Ohio Public Employees Retirement System v. General Reinsurance Corp.
689 F.3d 229
| 2d Cir. | 2012Background
- This is a securities-fraud class action involving AIG and Gen Re regarding a sham reinsurance transaction disclosed later in 2004–2005.
- The district court denied certification of a Gen Re settlement class under Rule 23(b)(3) on predominance due to Stoneridge’s impact on fraud-on-the-market applicability.
- Gen Re and Lead Plaintiffs settled for $72 million while litigation continued against Gen Re; the district court stayed proceedings and later denied preliminary approval of the Gen Re settlement.
- In 2010 the district court denied class certification for Gen Re, citing that the fraud-on-the-market presumption did not apply. The court also granted judgment on the pleadings to Gen Re and entered partial final judgment under Rule 54(b).
- On appeal, the Second Circuit vacated the district court’s class-certification ruling and judgment on the pleadings, remanding for proceedings consistent with this opinion, and clarified the role of settlement class certification under Amchem.

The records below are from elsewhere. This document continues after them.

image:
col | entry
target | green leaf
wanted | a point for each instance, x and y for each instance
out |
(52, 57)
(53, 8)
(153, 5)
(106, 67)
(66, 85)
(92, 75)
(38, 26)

- The court emphasized that settlement classes may proceed even if the fraud-on-the-market presumption cannot be invoked, and that state-law variations and potential conflicts may require further consideration on remand.
Issues
| Issue | Plaintiff's Argument | Defendant's Argument | Held |
|---|---|---|---|
| Predominance in settlement class without fraud-on-the-market presumption | Gen Re settlement class could be certified despite no Basic presumption | Stoneridge bars reliance, undermining predominance | Predominance not barred by lack of presumption; remand for further Rule 23 analysis |
| Impact of Stoneridge on settlement-class certification | Stoneridge does not govern settlement classes in same way | Stoneridge controls whether fraud-on-the-market can be applied | Stoneridge impact limited; settlement context allows certification if otherwise satisfy Rule 23 |
| Adequacy of representation and state-law variations | Variations in state law could affect adequacy and predominance | No current conflicts identified; requires further objector input on remand | Court remands to assess adequacy and potential subclasses if conflicts arise |
Key Cases Cited
- Amchem Prods., Inc. v. Windsor, 521 U.S. 591 (U.S. 1997) (settlement classes require heightened scrutiny to protect absentees)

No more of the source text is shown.